Formal budgeting is often seen as a cumbersome exercise, yielding more tedium than tangible financial gains. Record keeping aside, the process does furnish valuable insight for those committed to tracking expenses and accounting for household cost of living. The key to maximizing the positive impact of formal budgeting is applying discipline and using the data to take control of your financial life.
In its simplest form, a budget is balance sheet, accounting for income and expenses. And while there are many ways to manage household finances, budgets formalize the process, putting your bad spending habits  under a spotlight. Identifying where your money goes enables you to divert resources to more important areas, as you realign spending priorities. Especially when financial difficulties cause cash flow problems, budgeting helps ensure your income stretches to cover all of your expenses.
If you’ve had limited success with prior attempts, or are creating your first formal budget, stick to these basic budgeting tactics.

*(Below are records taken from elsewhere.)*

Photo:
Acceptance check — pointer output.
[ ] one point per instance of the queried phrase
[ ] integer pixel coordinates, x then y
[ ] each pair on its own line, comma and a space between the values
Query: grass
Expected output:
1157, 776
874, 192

Categorize – Your household financial flow operates like a small economy, addressing spending in several distinct areas. In order to create a realistic record of your spending, break it into smaller pieces, to track as related purchases. Your “Entertainment” category, for instance, includes spending on movies, concerts and music downloads, as well as cable TV subscriptions and nights out with friends. Another classification, called “Food and Dining”, captures spending at the grocery store and money paid for prepared meals. If your gastronomic explorations are more like entertainment than sustenance, you may choose to file restaurant costs in that category. The key is remaining consistent, so categories reflect the same type of spending each month. Additional categories to consider  as you track spending:
- Medical Costs
- Your Own Unique Classifications…
Track Spending and Income – Effective budgeting balances income with outgoing spending. In order to build a meaningful budget foundation , it is important to closely track spending for an extended period of time. For the best results, note purchases in a ledger each month, for at least three consecutive billing cycles. Once each month is complete, budget columns can be reconciled, so you know exactly how much money was spent in each category. Over time, subsequent months can be used to identify and compare spending trends.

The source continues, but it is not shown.